Analysis of User and Merchant Dropoff for Sugar App Time Series

From Analytics Practicum
Revision as of 19:51, 17 April 2016 by Long.kang.2012 (talk | contribs)
Jump to navigation Jump to search

Home

 

Project Overview

 

Findings

 

Project Documentation

 

Project Management

Mid-Term Finals
Funnel Plot Analysis Time Series Analysis Geospatial Analysis
Abstract

A two-sided market is defined as a platform enabling two groups of end-users to interact with each other while the platforms charges for transactions made between the groups. In such a market, each additional User should attract more Merchants and vice versa, a.k.a. the network effect.
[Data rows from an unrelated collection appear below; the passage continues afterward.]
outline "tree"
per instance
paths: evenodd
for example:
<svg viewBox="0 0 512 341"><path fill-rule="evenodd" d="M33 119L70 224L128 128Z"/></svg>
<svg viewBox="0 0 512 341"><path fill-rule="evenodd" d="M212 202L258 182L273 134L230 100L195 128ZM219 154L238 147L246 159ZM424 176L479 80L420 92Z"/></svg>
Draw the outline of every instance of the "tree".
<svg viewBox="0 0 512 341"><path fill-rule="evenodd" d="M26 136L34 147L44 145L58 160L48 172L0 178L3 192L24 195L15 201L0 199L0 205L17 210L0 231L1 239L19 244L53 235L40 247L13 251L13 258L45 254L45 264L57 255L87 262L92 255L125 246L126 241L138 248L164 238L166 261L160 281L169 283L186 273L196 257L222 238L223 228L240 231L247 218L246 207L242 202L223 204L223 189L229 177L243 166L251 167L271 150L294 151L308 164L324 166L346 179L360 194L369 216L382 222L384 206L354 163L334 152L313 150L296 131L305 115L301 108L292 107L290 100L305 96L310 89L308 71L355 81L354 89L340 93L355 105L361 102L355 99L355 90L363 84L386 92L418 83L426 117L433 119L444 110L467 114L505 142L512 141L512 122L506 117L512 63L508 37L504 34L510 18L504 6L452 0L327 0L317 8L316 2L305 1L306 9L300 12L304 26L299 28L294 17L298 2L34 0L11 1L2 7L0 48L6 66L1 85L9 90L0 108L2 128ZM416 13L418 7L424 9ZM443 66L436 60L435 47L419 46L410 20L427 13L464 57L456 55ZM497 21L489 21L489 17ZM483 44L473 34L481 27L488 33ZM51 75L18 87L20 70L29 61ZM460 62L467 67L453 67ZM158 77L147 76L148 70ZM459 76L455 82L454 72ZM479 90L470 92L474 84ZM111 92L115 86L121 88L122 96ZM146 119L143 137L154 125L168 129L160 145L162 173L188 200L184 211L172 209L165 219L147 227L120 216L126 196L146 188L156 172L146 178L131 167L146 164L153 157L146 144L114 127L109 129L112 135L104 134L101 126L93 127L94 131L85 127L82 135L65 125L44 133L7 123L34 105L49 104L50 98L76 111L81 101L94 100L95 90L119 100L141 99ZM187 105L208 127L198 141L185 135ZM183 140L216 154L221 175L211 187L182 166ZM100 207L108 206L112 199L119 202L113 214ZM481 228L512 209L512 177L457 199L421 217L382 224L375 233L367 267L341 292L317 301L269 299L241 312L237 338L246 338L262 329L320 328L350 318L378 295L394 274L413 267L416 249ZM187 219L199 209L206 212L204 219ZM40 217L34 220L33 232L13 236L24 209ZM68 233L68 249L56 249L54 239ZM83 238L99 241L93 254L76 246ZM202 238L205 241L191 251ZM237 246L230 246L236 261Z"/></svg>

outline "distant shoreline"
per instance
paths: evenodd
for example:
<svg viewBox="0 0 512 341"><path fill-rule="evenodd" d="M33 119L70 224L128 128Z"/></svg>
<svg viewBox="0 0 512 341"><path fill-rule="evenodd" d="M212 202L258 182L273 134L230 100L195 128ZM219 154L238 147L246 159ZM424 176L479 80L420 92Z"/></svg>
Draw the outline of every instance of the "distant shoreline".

While many papers on two-sided markets exist, little of them test for network effects for ecommerce. This paper tests the presence of network effects and solves the chicken-or-egg problem by examining the relationship of Users, Merchants and Revenue. This is done by a unique dataset provided by a location-based deals mobile app.

Aggregating transactional data into 97 rows of weekly number of Users, Merchants and Revenue, we constructed three multiple linear regression models on time series data to test the hypotheses. Results show that network effects are not present. Additional Merchants are associated with increased Users. However, additional Users are not associated with additional Merchants. Solving the chicken-or-egg problem, results show that additional Users, not Merchants, are associated with more Revenue. From this, we derived two recommendations for the app. Firstly, they can allocate more resources on user acquisition than merchant acquisition. Secondly, the app should attempt to increase its network effect via reducing information asymmetry. On top of that, we created a prediction model that is able to predict the end-of-month revenue with a R-squared value of 0.87 given user data.


Business Motivations and Objectives

Literature Review

Two-Sided market

The definition of a two-sided market is broadly about getting two sides “on board”, but such a definition may not be restrictive enough (Rochet & Tirole, 2004). Current definition of multi-sided platforms may be too inclusive or broad (Hagiu & Wright, 2015). However, 2 key features are present in multi-sided platforms and not in other businesses: (1) enabling direct intercommunication between two or more sides, (2) each side has a relationship with the platform (Hagiu & Wright, 2015). Rochet & Tirole(2004) defined it as a two-sided market if the platform can change the volume of transactions by charging one side of the market and subsidizing the price paid by the other side by an equal amount.

For networks effects, it can be positive or negative, cross-sided or same sided or cross side. Same-sided network effects refer to effects that affect the group it originates from, for example, an additional fax machine makes the whole network more valuable for everyone who owns a fax machine. Cross-sided network effects are when one side of a multi-sided market affects the other side and it can be either positive or negative. An example of negative cross-sided network effects can be found in the media industry, where the advertisers will exert a negative effect on the number of users because they are averse to additional advertisements (Reisinger, 2004). A positive cross-sided network effect is one where one group fuel demands of the other in a positive manner, creating a virtuous cycle (Eisenmann, Parker & Van Alstyne, 2006).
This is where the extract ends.